Sekilas hal ini terkesan menyesakkan bagi gerakan koperasi, namun semua pihak sepatutnya  bisa memaknai dengan bijaksana, khususnya para aktivis koperasi. Dalam konteks ideal, kampus adalah  agen of change dimana kontekstualnya ditegaskan dalam tri dharma perguruan tinggi butir ke-3 yaitu pengabdian pada masyarakat.  Kalau menilik realitas mayoritas koperasi berpraktek jauh dari konsepsi dasarnya, sesunggunya “kampus” memiliki nilai strategis dalam akselerasi gerakan mengembalikan koperasi pada jati diri nya. Ketika ada kesamaan memaknai koperasi sebagai “gerakan sosial” diantara aktivis koperasi dan pemangku kebijakan, maka seharusnya antara koperasi dan universitas bisa berjalan beriringan dan bahkan bergandengan membangun masyarakat dalam arti luas. Namun demikian, kemitraan mutualsime ini tampaknya belum terwujud yang mungkin disebabkan oleh beberapa kondisi berikut ini :
1.      Pemahaman dan pemaknaan terhadap koperasi semata-mata sebagai gerakan ekonomi yang berurusan dengan perburuan laba. Hal ini tidak hanya terjadi pada pihak kampus saja, tetapi juga terjadi pada sebagian besar aktivis koperasi di lingkungan kampus. Ironisnya, hal ini diperparah dengan tidak  hadirnya figur yang mampu menjelaskan dan membuktikan koperasi juga adalah bagian dari gerakan sosial. Realitas koperasi di kampus dan juga koperasi-koperasi masyarakat yang berpraktek layaknya perusahaan murni juga telah berperan memperkuat pemahaman tersebut, sehingga tabrakan kepentingan menjadi sangat mungkin terjadi
2.      Bagaimanapun juga, universitas tidak berdiri sendiri dan terkait dengan  kebijakan pemerintah pusat. Banyaknya kabar tentang penggusuran KOPMA  dalam judul optimalisasi asset demi pencapaian misi utama kampus, merupakan satu hal yang juga harus difahami. Sebab hal itu berkaitan dengan pertanggungjawaban pimpinan kampus terhadap pemerintah pusat.
3.      Realitas KOPMA yang sesungguhnya masih menjadi “beban” bagi kampus. Fakta lapangan menunjukkan sangat jarang KOPMA mampu membentuk capaian fantastic dan menjadi “sumber” kebanggan kampus. Kebelum mampuan ini semata-mata karena rendahnya kualitas pola kaderisasi dan kemudian berimplikasi pada kontinuitas capaian-capaian kopma.
4.      dan lain sebagainya

Diatas realitas yang demikian, gagasan membangun kopma berbasis kemandirian menjadi layak dijadikan pilihan. Disatu sisi, hal ini akan mendorong kopma sebagaimana sejatinya koperasi, di sisi lain hal ini membuka peluang terciptanya lompatan kapasitas dikalangan aktivis kopma. Pada awalnya hal ini memang akan terlihat sulit, namun demikian ketika “semangat kemandirian berkarya” terpatri dalam setiap pribadi aktivis kopma maka bisa dibayangkan akan lahir karya-karya yang luar biasa.

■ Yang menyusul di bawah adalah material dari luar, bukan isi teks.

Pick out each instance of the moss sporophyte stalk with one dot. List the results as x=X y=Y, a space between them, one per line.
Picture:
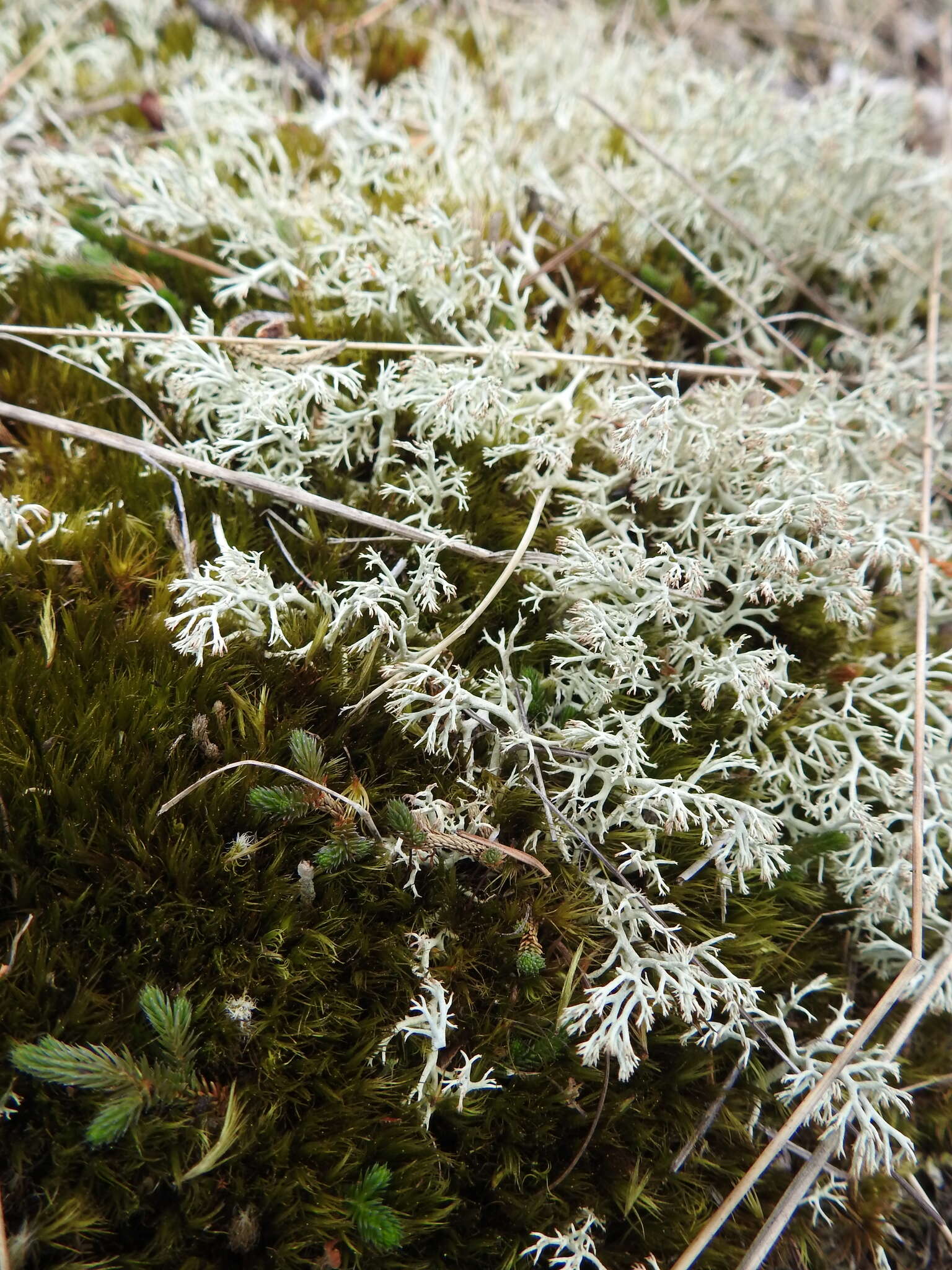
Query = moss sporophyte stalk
x=340 y=933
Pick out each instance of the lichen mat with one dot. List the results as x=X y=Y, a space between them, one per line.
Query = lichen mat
x=475 y=579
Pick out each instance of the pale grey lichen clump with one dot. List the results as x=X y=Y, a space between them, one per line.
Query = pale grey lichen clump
x=412 y=216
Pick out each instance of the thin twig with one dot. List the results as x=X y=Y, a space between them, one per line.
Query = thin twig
x=558 y=259
x=97 y=375
x=591 y=1134
x=708 y=1118
x=534 y=757
x=186 y=545
x=922 y=603
x=262 y=484
x=431 y=654
x=799 y=1117
x=805 y=1179
x=712 y=277
x=479 y=351
x=635 y=281
x=227 y=23
x=42 y=47
x=20 y=931
x=286 y=771
x=284 y=551
x=719 y=207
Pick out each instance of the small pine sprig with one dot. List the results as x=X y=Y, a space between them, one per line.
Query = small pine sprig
x=172 y=1023
x=402 y=821
x=309 y=758
x=343 y=851
x=131 y=1082
x=376 y=1223
x=530 y=961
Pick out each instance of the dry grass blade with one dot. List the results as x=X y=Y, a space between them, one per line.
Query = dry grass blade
x=6 y=1263
x=798 y=1118
x=374 y=14
x=42 y=47
x=157 y=455
x=734 y=296
x=284 y=771
x=719 y=207
x=922 y=606
x=229 y=1135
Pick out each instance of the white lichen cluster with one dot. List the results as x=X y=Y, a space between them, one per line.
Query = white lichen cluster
x=573 y=1250
x=421 y=211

D. Membangun ; Koperasi Berbasis Kemandirian
Mungkin sebagian pihak berpandangan realitas keter-pinggiran KOPMA sebagai sebuah hal menyedihkan. Namun demikian, sesungguhnya keadaan ini bisa juga dimaknai sebagai momentum kebangkitan. Koperasi adalah organisasi yang menunjungtinggi nilai kerja sama, sehingga mengedepankan perbedaan hanya menghabiskan energi secara percuma. Disamping itu, hakekat koperasi adalah “gerakan mandiri berbasis kolektif”, sehingga selayaknya koperasi membangun diri diatas kekuatannya sendiri. 

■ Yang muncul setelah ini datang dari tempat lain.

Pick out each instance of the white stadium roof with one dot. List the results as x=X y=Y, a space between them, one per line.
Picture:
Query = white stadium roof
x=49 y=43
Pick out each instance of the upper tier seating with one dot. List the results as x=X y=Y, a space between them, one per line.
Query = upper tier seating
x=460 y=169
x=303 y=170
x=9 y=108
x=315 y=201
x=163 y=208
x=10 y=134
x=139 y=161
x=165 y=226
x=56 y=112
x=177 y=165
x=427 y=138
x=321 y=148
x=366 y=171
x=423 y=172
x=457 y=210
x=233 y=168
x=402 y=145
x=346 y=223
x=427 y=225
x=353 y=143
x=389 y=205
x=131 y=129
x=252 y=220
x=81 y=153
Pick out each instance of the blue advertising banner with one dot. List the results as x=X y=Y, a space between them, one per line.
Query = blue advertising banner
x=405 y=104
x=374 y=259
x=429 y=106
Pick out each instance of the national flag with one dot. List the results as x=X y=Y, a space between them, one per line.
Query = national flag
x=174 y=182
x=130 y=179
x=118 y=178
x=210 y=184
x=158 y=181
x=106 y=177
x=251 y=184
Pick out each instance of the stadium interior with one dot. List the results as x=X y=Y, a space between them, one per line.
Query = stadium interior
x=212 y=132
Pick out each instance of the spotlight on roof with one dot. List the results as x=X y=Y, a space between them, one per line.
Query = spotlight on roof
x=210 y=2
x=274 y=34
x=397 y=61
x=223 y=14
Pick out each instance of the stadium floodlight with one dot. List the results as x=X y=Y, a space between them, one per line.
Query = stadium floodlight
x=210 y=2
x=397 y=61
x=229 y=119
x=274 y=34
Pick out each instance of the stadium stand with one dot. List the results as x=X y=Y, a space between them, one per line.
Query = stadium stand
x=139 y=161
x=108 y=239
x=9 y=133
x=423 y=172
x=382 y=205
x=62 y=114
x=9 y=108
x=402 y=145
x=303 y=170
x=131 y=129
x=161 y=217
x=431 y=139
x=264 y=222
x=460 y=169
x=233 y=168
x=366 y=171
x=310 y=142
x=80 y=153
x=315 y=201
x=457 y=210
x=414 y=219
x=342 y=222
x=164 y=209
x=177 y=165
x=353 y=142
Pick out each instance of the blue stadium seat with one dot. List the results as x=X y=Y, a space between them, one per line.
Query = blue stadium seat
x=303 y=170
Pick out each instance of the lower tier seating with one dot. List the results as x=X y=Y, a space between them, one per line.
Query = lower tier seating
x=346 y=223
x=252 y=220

Mungkin sudah saatnya KOPMA mandiri layaknya KUD-KUD yang dipaksa mandiri lewat pencabutan ragam fasilitas. Saatnya KOPMA mulai merobah caranya membangun eksistensi dalam arti luas. Pemaknaan KOPMA sebagai media belajar berorganisasi (kepemimpinan, kewirausahaan dan manajemen) harus di dorong lebih maju  menjadi media pembentukan karya berdimensi kebermanfaatan  nyata bagi segenap unsur organisasinya. Ini memang tak mudah, tetapi “keterdesakan atau keterjepitan” bisanya efektif dijadikan sebagai sumber lipatan energi  dalam sebuah perjuangan. Akan tetapi, hal ini memerlukan keterbangunan dan keterjagaan “semangat berjuang” dari segenap unsur organisasi. Kalau hal ini bisa di wujudkan, maka akan terbentuk lompatan kapastitas kader-kader KOPMA yang tidak hanya bermanfaat bagi keterlahiran ragam karya KOPMA tetapi juga mendukung akselerasi pencapaian cita-cita pribadi pejuang kopma itu sendiri.
     

E. Kopma : Diantara  Peluang, Konsistensi dan Apologi
Dari namanya. Kopma sudah menggambarkan penghuninya yaitu  sekelompok orang  yang sedang menuntut ilmu pengetahuan (padahal “ilmu pengetahuan” salah apa sehingga di tuntut??”]. Satu fakta mengatakan bahwa  masyarakat Indonesia yang  berkesempatan kuliah tidak lebih dari 20%. Artinya, kelompok mahasiswa adalah orang-orang yang layak dikategorikan cerdas, sebab memiliki ilmu pengetahuan yang luas dibanding lainnya. 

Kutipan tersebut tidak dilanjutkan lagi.